In the second experiment, the effects of ZP removal after centrifugation in putative zygotes before simultaneous electroporation with two gRNAs targeting the GGTA1 and CMAH genes on both embryonic development and the induction of target mutations in the resulting blastocysts were compared, as increased mutation rates may be associated with ZP removal. The ZP serves as a protective coating for mammalian oocytes and embryos, preserving the integrity of the preimplantation embryo, ensuring a stable microenvironment, and shielding the embryo from bacteria, fungi, immune cells, and mechanical injury while traversing the oviduct (Wassarman and Litscher 2008; Vajta et al. 2010; Li et al. 2013b). In vitro procedures can induce hardening of the ZP due to the influence of various chemical agents (Cohen et al. 1990), resulting in alterations to the ZP structure (Michelmann et al. 2007), which could pose an obstacle during electroporation. Our results indicate that ZP removal had no significant adverse effects on embryonic development. This finding aligns with the findings of Li et al. (2013b), who reported that ZP removal might enhance embryonic quality by accelerating embryonic development and reducing the number of apoptotic cells in blastocysts. This suggests that combining ZP removal with centrifugation is viable for preparing porcine zygotes before electroporation, as it demonstrates no negative impact on embryo development.

When evaluating the mutation rates, all embryos showed mutations in GGTA1 and CMAH attributable to ZP removal, regardless of centrifugation. We used a group culture system of ZP-free zygotes and embryos after electroporation, which may lead to the aggregation of two or more embryos in some embryos, resulting in chimeric blastocysts. This was a serious limitation of our group culture system as a method for evaluating the development and mutation of edited zygotes. Therefore, individual culture systems for ZP-free embryos should be optimized, e.g., using individual micro-well cultures, to achieve efficient embryo development and thus address the limiting factor of embryo aggregation leading to chimerism. However, our observation supports the hypothesis that the presence of ZP impedes electroporation. Generally, the electrical pulse applied during electroporation induces the reversible breakdown of the ZP and the cellular membrane, leading to pore formation that facilitates the introduction of DNA/RNA into embryos (Hirata et al. 2019). Consequently, without the ZP, the electrical pulse would only be needed to induce pore formation in the cellular membrane, simplifying the introduction of foreign genetic material into the embryos. This suggests that, in the present study, the removal of the ZP was crucial for delivering all CRISPR/Cas9 components into the embryos, including the two gRNAs targeting the GGTA1 and CMAH genes.

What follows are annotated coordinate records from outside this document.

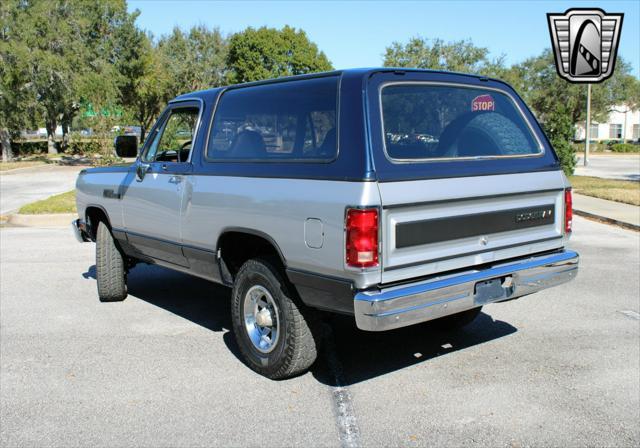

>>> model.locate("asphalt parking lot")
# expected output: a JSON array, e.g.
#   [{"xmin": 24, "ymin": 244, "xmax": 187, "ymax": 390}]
[
  {"xmin": 0, "ymin": 218, "xmax": 640, "ymax": 447},
  {"xmin": 0, "ymin": 165, "xmax": 86, "ymax": 215}
]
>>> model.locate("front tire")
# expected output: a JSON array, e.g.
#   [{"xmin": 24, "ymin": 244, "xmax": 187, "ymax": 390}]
[
  {"xmin": 231, "ymin": 259, "xmax": 318, "ymax": 379},
  {"xmin": 96, "ymin": 221, "xmax": 127, "ymax": 302}
]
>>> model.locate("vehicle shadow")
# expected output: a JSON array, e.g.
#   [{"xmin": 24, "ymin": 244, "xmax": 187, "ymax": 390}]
[
  {"xmin": 82, "ymin": 263, "xmax": 231, "ymax": 331},
  {"xmin": 312, "ymin": 313, "xmax": 518, "ymax": 386},
  {"xmin": 82, "ymin": 264, "xmax": 517, "ymax": 386}
]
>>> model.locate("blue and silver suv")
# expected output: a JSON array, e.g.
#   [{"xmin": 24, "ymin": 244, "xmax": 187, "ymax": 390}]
[{"xmin": 74, "ymin": 69, "xmax": 578, "ymax": 378}]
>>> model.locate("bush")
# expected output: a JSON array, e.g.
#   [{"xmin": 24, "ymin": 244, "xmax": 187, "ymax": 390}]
[
  {"xmin": 611, "ymin": 143, "xmax": 640, "ymax": 152},
  {"xmin": 551, "ymin": 138, "xmax": 577, "ymax": 176},
  {"xmin": 67, "ymin": 138, "xmax": 104, "ymax": 155},
  {"xmin": 11, "ymin": 140, "xmax": 51, "ymax": 157},
  {"xmin": 542, "ymin": 106, "xmax": 577, "ymax": 176}
]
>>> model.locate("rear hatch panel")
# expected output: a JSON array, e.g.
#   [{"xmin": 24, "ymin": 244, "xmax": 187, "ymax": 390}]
[{"xmin": 378, "ymin": 171, "xmax": 564, "ymax": 284}]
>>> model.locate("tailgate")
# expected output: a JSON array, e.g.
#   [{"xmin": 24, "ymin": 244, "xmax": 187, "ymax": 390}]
[{"xmin": 379, "ymin": 171, "xmax": 564, "ymax": 284}]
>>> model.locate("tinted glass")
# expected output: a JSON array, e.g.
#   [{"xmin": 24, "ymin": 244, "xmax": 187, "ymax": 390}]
[
  {"xmin": 207, "ymin": 77, "xmax": 338, "ymax": 161},
  {"xmin": 382, "ymin": 84, "xmax": 540, "ymax": 160},
  {"xmin": 143, "ymin": 107, "xmax": 200, "ymax": 162}
]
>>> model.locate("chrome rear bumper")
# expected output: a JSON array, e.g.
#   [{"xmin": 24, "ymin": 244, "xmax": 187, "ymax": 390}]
[{"xmin": 354, "ymin": 250, "xmax": 579, "ymax": 331}]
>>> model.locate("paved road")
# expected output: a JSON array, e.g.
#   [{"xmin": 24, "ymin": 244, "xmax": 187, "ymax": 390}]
[
  {"xmin": 0, "ymin": 218, "xmax": 640, "ymax": 446},
  {"xmin": 576, "ymin": 154, "xmax": 640, "ymax": 181},
  {"xmin": 0, "ymin": 165, "xmax": 84, "ymax": 215}
]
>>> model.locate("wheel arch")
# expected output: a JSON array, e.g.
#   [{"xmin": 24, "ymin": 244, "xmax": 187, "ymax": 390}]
[
  {"xmin": 216, "ymin": 226, "xmax": 287, "ymax": 282},
  {"xmin": 84, "ymin": 204, "xmax": 111, "ymax": 241}
]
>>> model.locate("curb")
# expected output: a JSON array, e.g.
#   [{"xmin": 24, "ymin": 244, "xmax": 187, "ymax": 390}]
[
  {"xmin": 573, "ymin": 208, "xmax": 640, "ymax": 232},
  {"xmin": 7, "ymin": 213, "xmax": 77, "ymax": 227}
]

Although the limited amount of genomic DNA in each blastocyst did not allow for analysis of the large deletions generated during double-strand break repair after Cas9 cleavage, the analysis of targeted gene sequences in a single blastocyst revealed that the rates of double biallelic mutations in ZP-free embryos without centrifugation were significantly lower than those observed after centrifugation. This finding indicates that centrifugation may be pivotal in improving double biallelic mutation rates and reducing mosaicism, possibly by influencing cellular responses (Rajendran and Simons 2005) or other processes associated with introducing CRISPR/Cas9 components.

Conclusions

In conclusion, our findings indicated that pre-electroporation treatments involving centrifugation and ZP removal positively affect the reduction of mosaic mutations. Notably, the effect of centrifugation varied depending on the gRNA used. Therefore, the combined application of centrifugation and ZP removal has emerged as a potential strategy to mitigate mosaicism in the CRISPR system, particularly in porcine embryos.